Тем временем Саломо Саломо решил открыть для Мириам небольшое собственное дело, чтобы его сыну не приходилось выходить на улицы. Он купил ей оборудование для сбивания масла и приготовления сыра, а также дюжину овец. Мириам доверила свое маленькое стадо надежному присмотру Ибрагима — высокого, худого пастуха из Эль-Азарии, голубые глаза которого поражали всех, кто его видел, а одежда издавала сильный и сухой запах табака. За сорок милей[85]в день, один халат, пару галилейских башмаков с красными носами и седьмую часть приплода, шерсти и молока Ибрагим пас ее стадо. Ему были известны подземные узоры подпочвенных вод и потаенная сеть пастбищных троп, которую за тысячелетия прочертили в пустыне ноги пастухов и копыта скота. Он знал повадки животных, насвистывал на дудочке хриплые мелодии, отгонявшие змей и хищников своей заунывностью, и учил овец распознавать ядовитые растения, от которых выцветает шерсть и становится горьким молоко. Днем он укладывал овец Мириам на самых сочных пастбищах, а по ночам загонял маленькое стадо за каменные заборы и колючие плетни. Овцы у него не знали выкидышей, не теряли ягнят и не погибали в когтях хищников. Их молоко было густым и жирным, а шерсть — упругой и толстой.
С первой зарей Ибрагим вставал подоить овец, а потом грузил на осла налитый доверху кожаный бурдюк и, чтобы молоко не нагрелось и не скисло в пути, всегда поднимался к Иерусалиму по ущелью между высокими берегами Кедрона, где еще лежал стылый ночной воздух.

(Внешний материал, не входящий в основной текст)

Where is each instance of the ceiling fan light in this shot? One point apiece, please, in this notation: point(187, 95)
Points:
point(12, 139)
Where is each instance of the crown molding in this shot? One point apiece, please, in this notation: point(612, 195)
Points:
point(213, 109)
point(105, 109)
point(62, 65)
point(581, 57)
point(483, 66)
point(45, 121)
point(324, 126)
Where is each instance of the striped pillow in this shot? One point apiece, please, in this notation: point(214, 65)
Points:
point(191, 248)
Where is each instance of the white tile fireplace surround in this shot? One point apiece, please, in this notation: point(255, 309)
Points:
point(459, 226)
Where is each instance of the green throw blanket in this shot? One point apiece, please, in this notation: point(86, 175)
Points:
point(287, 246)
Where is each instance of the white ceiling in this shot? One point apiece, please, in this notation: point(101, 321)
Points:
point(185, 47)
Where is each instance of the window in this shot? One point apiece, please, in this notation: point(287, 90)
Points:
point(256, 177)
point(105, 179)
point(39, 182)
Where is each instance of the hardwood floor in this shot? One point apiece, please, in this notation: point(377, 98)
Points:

С восходом солнца он приходил во двор, сгружал бурдюк и выпивал большую чашку кофе, по которому никто так и не прочитал, чему суждено произойти.
Однажды Ибрагим запоздал, а когда появился, выглядел очень обеспокоенным и четыре раза подряд напомнил Мириам, что еще не получил обещанные башмаки, а потом вдруг вскочил и, предупредив ее, что близятся погромы, предложил ей спрятаться вместе с семьей у него в деревне.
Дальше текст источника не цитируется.